Mostly the class is attended by women, and I learned that most of them really like to cook, so on Tuesday I decided to teach them cooking terms and recipes in English. I started with the basics: chop, slice, mince, boil, measure, etc. Then I moved on to recipes, choosing french toast, bruschetta, lemon pepper chicken, ratatouille (a big name, but a super easy recipe), and no bake cookies. I also showed them a video of Fried green tomatoes.

I had two intents for this particular class. The first was to show them something I knew they took an interest in, using recipes that I am familiar with. I also told them to bring their own recipes for me if they wanted to. The second was to show them that I am capable of cooking. It was starting to become a daily ritual to ask me what I had to eat for breakfast and dinner outside of school hours, and give me instruction. Even my co teacher Mrs. Shim wanted to help me learn cooking in the days leading to my decision for the class. She would make sure that I knew things like "be careful when tossing pumpkin in flour" then demonstrate the wrong way to do it: shaking an invisible bowl so forcefully that flour would go everywhere.

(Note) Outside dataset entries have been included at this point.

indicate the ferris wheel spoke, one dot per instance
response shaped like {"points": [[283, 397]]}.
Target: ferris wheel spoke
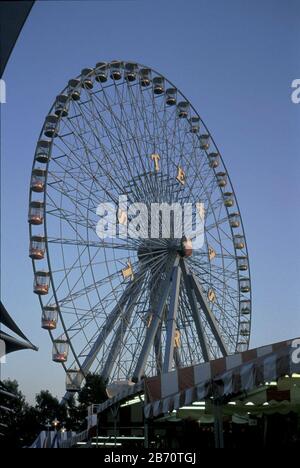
{"points": [[108, 326], [118, 136], [171, 321], [97, 244], [107, 152], [90, 154], [195, 312], [121, 332], [209, 315], [155, 323]]}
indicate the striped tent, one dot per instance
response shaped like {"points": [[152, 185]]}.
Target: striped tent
{"points": [[222, 377]]}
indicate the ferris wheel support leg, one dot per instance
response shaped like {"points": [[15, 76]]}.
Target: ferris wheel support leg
{"points": [[171, 321], [195, 311], [152, 330], [157, 349], [209, 315], [106, 330]]}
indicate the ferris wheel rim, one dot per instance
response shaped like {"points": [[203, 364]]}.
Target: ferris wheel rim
{"points": [[45, 213]]}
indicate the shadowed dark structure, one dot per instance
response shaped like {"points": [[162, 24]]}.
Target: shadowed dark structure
{"points": [[12, 18]]}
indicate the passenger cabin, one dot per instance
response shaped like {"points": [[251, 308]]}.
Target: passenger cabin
{"points": [[116, 70], [158, 85], [183, 108], [145, 77], [222, 179], [239, 242], [228, 199], [74, 380], [234, 220], [195, 124], [62, 105], [245, 285], [37, 248], [130, 70], [205, 142], [87, 78], [171, 96], [41, 283], [60, 351], [242, 263], [214, 160], [245, 307]]}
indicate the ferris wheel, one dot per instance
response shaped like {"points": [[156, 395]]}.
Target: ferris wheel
{"points": [[129, 306]]}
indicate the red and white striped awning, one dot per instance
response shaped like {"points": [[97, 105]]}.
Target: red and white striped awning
{"points": [[226, 376]]}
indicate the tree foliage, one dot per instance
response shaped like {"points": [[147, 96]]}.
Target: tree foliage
{"points": [[22, 424]]}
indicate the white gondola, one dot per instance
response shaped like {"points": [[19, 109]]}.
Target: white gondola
{"points": [[62, 105], [145, 77], [101, 72], [245, 285], [130, 71], [60, 351], [50, 317], [234, 220], [245, 307], [36, 213], [74, 379], [214, 160], [38, 180], [205, 142], [222, 179], [158, 85], [42, 154], [41, 283], [74, 89], [116, 70], [51, 126], [239, 242], [242, 263], [195, 124], [171, 96], [245, 329], [183, 108], [228, 199], [37, 248], [87, 78]]}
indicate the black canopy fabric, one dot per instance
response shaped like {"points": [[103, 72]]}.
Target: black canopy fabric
{"points": [[13, 344], [8, 322], [13, 15]]}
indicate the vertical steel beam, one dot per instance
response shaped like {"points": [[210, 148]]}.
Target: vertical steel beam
{"points": [[195, 311], [171, 321], [156, 321], [209, 315]]}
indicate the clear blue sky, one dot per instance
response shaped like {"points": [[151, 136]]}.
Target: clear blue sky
{"points": [[235, 60]]}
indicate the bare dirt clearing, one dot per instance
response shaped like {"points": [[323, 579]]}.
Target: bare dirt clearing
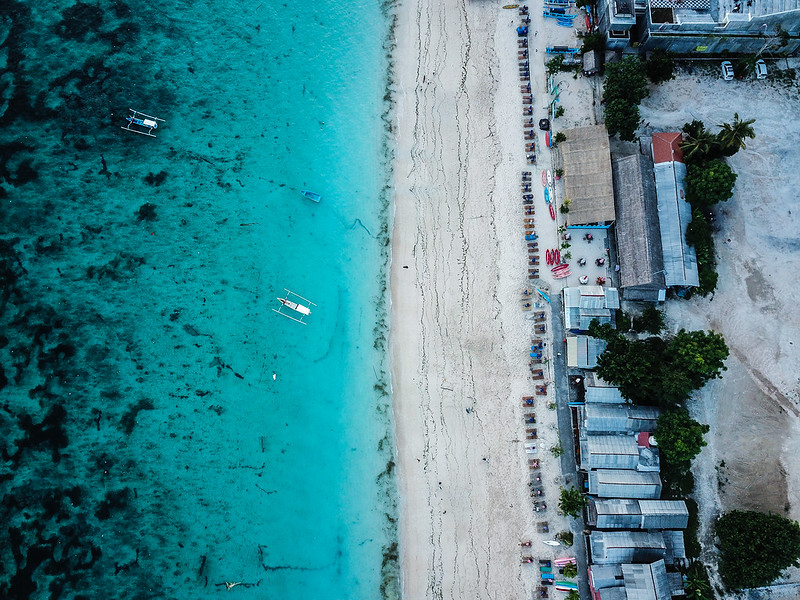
{"points": [[753, 410]]}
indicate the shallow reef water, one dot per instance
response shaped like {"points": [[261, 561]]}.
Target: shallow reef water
{"points": [[164, 433]]}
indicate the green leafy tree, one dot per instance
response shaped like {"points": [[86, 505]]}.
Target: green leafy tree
{"points": [[626, 80], [593, 41], [604, 331], [570, 571], [709, 183], [699, 354], [699, 235], [625, 86], [571, 502], [554, 65], [635, 367], [651, 320], [755, 548], [697, 585], [732, 136], [661, 372], [680, 438], [622, 118], [660, 67], [693, 129]]}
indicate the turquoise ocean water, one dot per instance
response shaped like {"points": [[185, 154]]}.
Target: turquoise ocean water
{"points": [[163, 431]]}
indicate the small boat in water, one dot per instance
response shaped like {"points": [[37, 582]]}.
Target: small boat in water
{"points": [[313, 196], [294, 302], [140, 123]]}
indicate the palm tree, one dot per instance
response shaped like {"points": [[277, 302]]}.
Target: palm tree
{"points": [[701, 146], [732, 135], [696, 583]]}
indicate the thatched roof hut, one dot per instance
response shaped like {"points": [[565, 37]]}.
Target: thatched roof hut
{"points": [[587, 176], [639, 251]]}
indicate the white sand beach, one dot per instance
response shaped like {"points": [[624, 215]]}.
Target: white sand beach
{"points": [[459, 338]]}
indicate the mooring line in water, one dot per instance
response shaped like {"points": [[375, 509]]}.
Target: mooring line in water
{"points": [[358, 222]]}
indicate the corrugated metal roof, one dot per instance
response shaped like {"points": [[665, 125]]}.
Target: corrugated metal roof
{"points": [[617, 513], [609, 452], [674, 216], [664, 514], [638, 237], [626, 546], [647, 581], [583, 350], [616, 593], [585, 303], [612, 298], [675, 544], [620, 418], [587, 175], [618, 483], [605, 576], [666, 146], [603, 395]]}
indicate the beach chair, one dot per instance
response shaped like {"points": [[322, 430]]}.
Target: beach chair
{"points": [[543, 527]]}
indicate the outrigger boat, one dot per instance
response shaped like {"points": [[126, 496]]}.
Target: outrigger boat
{"points": [[138, 121], [302, 306], [313, 196]]}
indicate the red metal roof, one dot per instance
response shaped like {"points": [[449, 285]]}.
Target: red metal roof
{"points": [[666, 147]]}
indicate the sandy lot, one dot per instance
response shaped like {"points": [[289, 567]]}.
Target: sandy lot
{"points": [[459, 338], [751, 461]]}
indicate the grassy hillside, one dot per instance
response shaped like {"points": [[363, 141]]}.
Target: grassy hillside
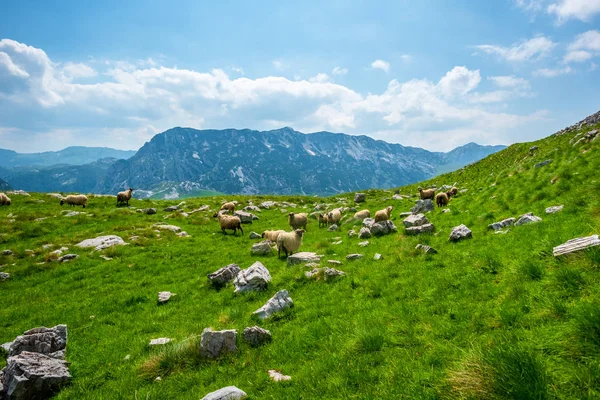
{"points": [[496, 316]]}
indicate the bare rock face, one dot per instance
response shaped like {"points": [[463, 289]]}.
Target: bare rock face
{"points": [[256, 336], [254, 278], [277, 303], [214, 344], [31, 376], [223, 275]]}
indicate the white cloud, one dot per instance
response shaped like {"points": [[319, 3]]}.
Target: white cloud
{"points": [[583, 10], [125, 104], [380, 64], [528, 50], [339, 71], [552, 72]]}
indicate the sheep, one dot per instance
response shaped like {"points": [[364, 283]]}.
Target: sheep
{"points": [[297, 220], [289, 242], [229, 207], [334, 216], [229, 222], [74, 200], [362, 214], [383, 215], [441, 199], [272, 235], [124, 197], [4, 200], [323, 220], [426, 194]]}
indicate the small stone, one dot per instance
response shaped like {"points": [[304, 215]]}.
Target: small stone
{"points": [[256, 336]]}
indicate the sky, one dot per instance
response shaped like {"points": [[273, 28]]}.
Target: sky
{"points": [[430, 74]]}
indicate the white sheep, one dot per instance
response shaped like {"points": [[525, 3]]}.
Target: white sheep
{"points": [[297, 221], [124, 197], [229, 222], [4, 200], [383, 215], [75, 200], [289, 242]]}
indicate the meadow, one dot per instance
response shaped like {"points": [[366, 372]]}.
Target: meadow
{"points": [[493, 317]]}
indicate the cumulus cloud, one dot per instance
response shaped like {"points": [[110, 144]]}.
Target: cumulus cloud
{"points": [[528, 50], [380, 64], [125, 104]]}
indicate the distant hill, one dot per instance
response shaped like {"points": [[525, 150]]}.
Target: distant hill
{"points": [[76, 155]]}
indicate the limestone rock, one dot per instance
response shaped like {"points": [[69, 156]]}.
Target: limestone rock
{"points": [[256, 336], [101, 242], [303, 257], [460, 232], [214, 344], [226, 393], [254, 278], [277, 303], [223, 275]]}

For Thursday I brought in food to make with them- bruschetta and tuna pasta salad. The bruschetta was easy enough, and I'm pretty sure they will forever remember the word "chop" after watching me chop tomatoes for 10 minutes. I also wore a chef's hat that was given to me in Seoul at orientation during a "Cooking Nanta" performance (think of "Stomp" only in a kitchen with knives and other utensils. Very cool.) when I was pulled up on stage to assist in a dumpling competition.

During the pasta salad I almost lost them. I already had the noodles prepared, a can of tuna, and chopped up/minced onions, peppers, and garlic with them. That was fine, but I think they wanted to have me committed when I made the sauce.

I started with "1/2 cup of mayonnaise, then pour it in"
*sideways glances as it plops into the mixing bowl*
"1/4 cup vinegar, then pour it in"
*a small gasp*
"1/2 cup oil..."
*muttering in Korean and an interruption from Taebun: "no, they say too much oil"*
"Trust me, it will be great!"

After adding some pepper, mustard, salt, thyme, and oregano, I had what looked to be a disgusting mess in this bowl. I showed it around the group, and nobody wanted to lean in too close to it. And then, the magical English word "mix!" and the mess transformed. It became a creamy light yellow sauce with the dominant scent of oregano, and they all passed around the bowl to smell it. After I mixed the final product together, they all very happily ate it and went back for seconds. Yes! Which is good, because I'd never made this before, so I didn't even know if I could trust me with it.

I figured this would have them all convinced that could cook, and finally take away some of their concern over my welfare. That is, until the next morning when the woman who gives me a ride looks over at me very concerned and asks "How often. do you. eat. pasta?"

It's strictly rice and kimchi for me now.



    Sara, you can cook!? I'm so proud of you.

    Perhaps some rice dishes next time, eh?

  2. Sara,
    You like onions! When did this happen?